A conceptual framework is much more specific, more crystallized, than is a worldview.  It is what it sounds like: a framework of ideas.  It is the system of structural beams that enable the building to hold together.

In other words, it’s a lot easier to get at someone’s conceptual framework than it is to get at his worldview.  If you are dead-set on learning about someone’s perspective on life/the universe by asking a series of questions, what you’ll come up with is the person’s conceptual framework.  And of course, what most people mean when they use the term ‘worldview’ is actually what i mean by ‘conceptual framework.’

Just as a matter of convenience, i’ll often use the term worldview in both senses, because everybody else does.  But it’s a distinction that’s worth making and keeping in mind when engaging this discussion.

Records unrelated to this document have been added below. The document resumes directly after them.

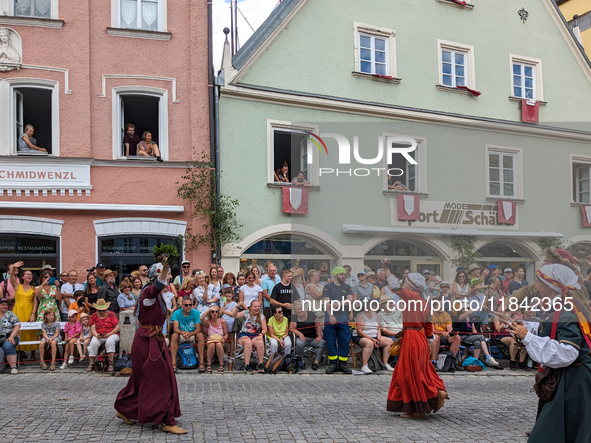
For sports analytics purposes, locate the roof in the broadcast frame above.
[232,0,304,70]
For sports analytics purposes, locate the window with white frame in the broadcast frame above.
[487,146,523,199]
[510,54,544,101]
[113,86,168,160]
[354,22,396,79]
[573,159,591,203]
[437,40,476,89]
[112,0,166,31]
[267,121,318,186]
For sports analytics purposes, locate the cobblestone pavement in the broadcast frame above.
[0,370,537,443]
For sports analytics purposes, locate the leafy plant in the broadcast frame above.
[177,152,243,262]
[451,235,482,267]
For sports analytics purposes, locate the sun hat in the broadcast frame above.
[94,298,111,311]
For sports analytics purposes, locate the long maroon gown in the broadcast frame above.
[115,280,181,426]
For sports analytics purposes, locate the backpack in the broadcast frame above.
[265,352,285,374]
[177,343,197,369]
[437,351,456,372]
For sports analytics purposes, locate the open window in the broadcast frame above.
[12,87,54,155]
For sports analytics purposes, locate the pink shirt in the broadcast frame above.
[64,321,82,339]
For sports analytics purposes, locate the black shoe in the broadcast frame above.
[339,361,353,375]
[509,361,517,371]
[326,362,337,374]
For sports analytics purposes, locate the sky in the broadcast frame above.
[213,0,279,71]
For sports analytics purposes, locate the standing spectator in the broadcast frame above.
[261,262,281,318]
[172,260,191,291]
[39,310,60,371]
[270,269,299,322]
[508,266,529,295]
[0,297,21,375]
[267,305,291,356]
[60,271,84,321]
[170,295,205,373]
[289,302,326,371]
[322,266,353,374]
[98,269,119,314]
[86,298,119,373]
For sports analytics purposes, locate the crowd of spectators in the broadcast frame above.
[0,255,591,374]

(5) Individual and cultural worldviews.
Let’s further nuance the discussion.  Presentations of worldview are often bedeviled by a failure to distinguish between cultural worldviews (perspectives that a whole community may share in common) and individual worldviews (Jack Smith’s unique perspective on things, much of which may not be shared by other individuals in the culture of which he is a part).

The identification of sweeping, monolithic ‘worldviews’ has its usefulness.  However, it can also lead to misunderstanding if we insist on saying that all individuals must be able to fit into one of these large cultural templates.

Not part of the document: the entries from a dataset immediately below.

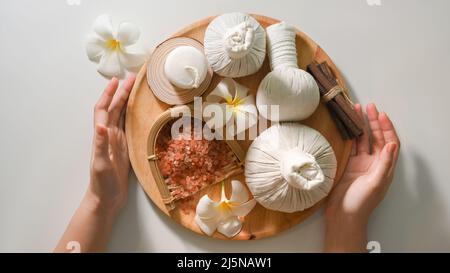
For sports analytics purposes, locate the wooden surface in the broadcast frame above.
[126,15,352,240]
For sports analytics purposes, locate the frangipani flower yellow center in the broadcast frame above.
[106,39,122,51]
[86,14,145,77]
[195,180,256,237]
[203,78,258,135]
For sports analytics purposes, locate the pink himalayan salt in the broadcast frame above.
[156,123,234,200]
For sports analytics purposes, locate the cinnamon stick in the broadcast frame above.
[308,61,363,139]
[317,75,353,140]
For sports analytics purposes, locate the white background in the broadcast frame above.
[0,0,450,252]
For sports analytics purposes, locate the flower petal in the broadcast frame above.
[195,194,219,218]
[229,199,256,217]
[86,35,105,63]
[217,216,242,238]
[230,180,248,204]
[117,22,141,46]
[195,215,219,236]
[93,14,114,40]
[97,51,123,77]
[206,78,233,102]
[119,51,145,68]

I say that these discussions are ‘bedeviled’ by such an error, because in identifying large, pan-cultural frameworks of belief, the diversity of individual worldviews is lost.  As convenient as it may be to sketch out mega-worldviews and try to herd millions of people into them, the reality is that such a setup is going to do great violence to what real individuals actually believe.

(6) What is ‘the Christian worldview’…?
Oh dear.  This is a whole blog post all by itself.

No: a series of posts.  No: a book.  No: a multi-volume set.

Oceans of ink have been invested in the attempt to work out precisely what ‘the Christian worldview’ involves.  Often, these efforts unfortunately reflect the theological eccentricities of a certain religious community, rather than what C.S. Lewis called ‘mere Christianity.’  Instead of trying to tackle the subject in one or two paragraphs, a laughably impossible task, i’ll just make a couple of observations.

1.  When we use the term ‘the Christian worldview,’ i wonder whether we’re being descriptive or prescriptive?  In other words, i wonder whether we’re reporting what large numbers of Christians do in fact believe, or what we feel that they should believe, if they had a clear understanding of God’s perspective on His own creation?  It makes a difference.

If we’re speaking descriptively, then the plain fact is that there’s no one ‘Christian worldview.’  There’s a whole range of them, and they share some defining features in common, but they may take different directions in addressing social issues, political realities, and even the nature of the Christian life and the Kingdom of God.

And if we’re speaking prescriptively, we’d sure better know what we’re talking about, because we’re arrogating to ourselves a heavy weight of authority.

2.  Related to the first point: When some people speak of ‘the Christian worldview,’ what they really mean is Conservatism, political and otherwise, and i find this a wee bit troubling.  Please understand: my own political stance would almost certainly be identified as ‘conservative’ by most people.  What troubles me is the question of whether the cart or the horse should be in front.  If a person seems way more interested in engaging political issues then in talking about God and His world, His Kingdom, what He is doing in the lives of people, i begin to feel a bit uneasy.  It’s not an either-or; but one’s political convictions need to take a back seat and the focus needs to be on God—overwhelmingly.

That’s enough on worldview for now.  This is an area of discourse that’s going to come up a lot in this blog, so i’ve put some effort into limning out how i understand ‘worldview’ and how it connects to some other things.